As we move closer to a working prototype of our wearable triage monitoring system, we’ve reached one of the most hands-on and critical phases of development: circuit assembly. While simulations and digital design helped us plan the architecture, it’s in this stage — the physical construction — where theory meets reality.
From Breadboard to Soldered Circuit
In the early stages of testing, we used breadboards to prototype and validate the electrical connections between components like the microcontroller, sensors (e.g., MLX90614, MAX30102), and power supply. This setup was excellent for experimenting and making quick changes.
However, to progress toward a wearable and robust prototype, we needed to permanently assemble the circuit by soldering the components onto a custom board. This step required precision, patience, and planning.

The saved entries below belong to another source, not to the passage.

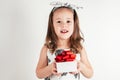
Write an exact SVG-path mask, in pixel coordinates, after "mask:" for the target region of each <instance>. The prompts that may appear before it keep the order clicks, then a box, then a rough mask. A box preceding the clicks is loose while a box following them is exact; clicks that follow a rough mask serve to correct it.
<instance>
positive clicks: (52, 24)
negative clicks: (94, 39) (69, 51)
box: [45, 6, 84, 53]
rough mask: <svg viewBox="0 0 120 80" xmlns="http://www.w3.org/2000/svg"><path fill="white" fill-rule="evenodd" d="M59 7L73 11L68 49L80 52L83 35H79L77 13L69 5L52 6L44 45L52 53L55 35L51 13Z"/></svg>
mask: <svg viewBox="0 0 120 80" xmlns="http://www.w3.org/2000/svg"><path fill="white" fill-rule="evenodd" d="M60 8H68V9H70V10H72V11H73V14H74V31H73V34H72V35H71V37H70V49H71V50H72V51H73V52H75V53H80V52H81V49H82V44H81V41H84V39H83V37H82V36H81V34H80V33H81V31H80V27H79V19H78V15H77V13H76V11H75V9H72V8H70V7H65V6H62V7H58V8H56V7H55V8H53V9H52V11H51V13H50V15H49V21H48V30H47V35H46V42H45V46H47V48H48V49H49V50H50V51H51V53H53V52H54V51H55V50H56V48H57V43H56V42H57V35H56V33H55V31H54V27H53V14H54V12H55V11H56V10H57V9H60Z"/></svg>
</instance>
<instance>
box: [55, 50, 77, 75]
mask: <svg viewBox="0 0 120 80" xmlns="http://www.w3.org/2000/svg"><path fill="white" fill-rule="evenodd" d="M75 58H76V54H74V53H73V52H71V51H70V50H67V51H64V50H63V51H58V53H56V58H55V61H56V67H57V72H58V73H63V72H75V71H77V61H76V60H75Z"/></svg>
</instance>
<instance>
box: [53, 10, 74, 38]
mask: <svg viewBox="0 0 120 80" xmlns="http://www.w3.org/2000/svg"><path fill="white" fill-rule="evenodd" d="M53 26H54V30H55V33H56V35H57V37H58V39H59V40H66V39H69V38H70V36H71V35H72V33H73V30H74V17H73V11H72V10H70V9H67V8H60V9H58V10H56V11H55V12H54V14H53Z"/></svg>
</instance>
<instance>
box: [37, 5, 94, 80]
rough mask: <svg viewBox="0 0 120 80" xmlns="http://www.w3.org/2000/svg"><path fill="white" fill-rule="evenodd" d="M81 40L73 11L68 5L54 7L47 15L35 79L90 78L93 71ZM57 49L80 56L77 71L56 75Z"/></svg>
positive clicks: (77, 65) (79, 34) (74, 14)
mask: <svg viewBox="0 0 120 80" xmlns="http://www.w3.org/2000/svg"><path fill="white" fill-rule="evenodd" d="M83 40H84V39H83V37H82V36H81V34H80V29H79V20H78V16H77V13H76V11H75V9H74V8H72V7H71V6H70V5H68V6H65V5H64V6H63V5H62V6H59V7H54V8H53V9H52V11H51V13H50V15H49V22H48V31H47V35H46V42H45V44H44V45H43V47H42V49H41V52H40V58H39V61H38V64H37V68H36V75H37V77H38V78H40V79H42V78H45V80H80V74H82V75H83V76H85V77H86V78H91V77H92V75H93V69H92V67H91V64H90V62H89V60H88V57H87V54H86V51H85V48H84V46H83V45H82V43H81V41H83ZM59 49H63V50H64V49H70V50H71V51H72V52H74V53H75V54H80V60H78V61H77V71H75V72H67V73H57V69H56V62H55V52H56V50H59ZM63 68H64V66H63Z"/></svg>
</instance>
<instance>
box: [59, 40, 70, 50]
mask: <svg viewBox="0 0 120 80" xmlns="http://www.w3.org/2000/svg"><path fill="white" fill-rule="evenodd" d="M57 48H58V49H69V48H70V43H69V40H58V42H57Z"/></svg>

"Soldering" — the process of joining electronic components by melting a metal alloy (solder), allows for secure and compact connections, necessary for reliable long-term operation.
The Challenge: Maximizing Compactness
One of the most significant challenges during the assembly was minimizing the overall size of the circuit. Since our device is intended to be worn on a patient’s wrist or forearm, every millimeter counts. A bulky device would reduce comfort, hinder usability, and likely interfere with emergency procedures.
Strategies We Used:
- Stacking Components where possible, using header pins and vertical arrangements.
- Shortening Wires and Connectors to reduce clutter and improve signal reliability.
- Strategic Layout on the board to group related modules (e.g., sensors close to the micro-controller, power management isolated from signal lines).
Lessons Learned
Planning is everything
Having a clean schematic before soldering saved us a lot of time during assembly.
Compactness introduces complexity
While a smaller footprint is ideal, it also means tighter spaces for the soldering iron and higher risk of shorts — especially when multiple I2C devices share lines.
Modularity helps
Keeping some parts modular allows flexibility during testing and upgrades.
Next Steps
- Testing signal quality and sensor readings under harder conditions.
- Checking for overheating and power stability.
- Refining the design for the next version — to fix some of the problems that we faced during the tests.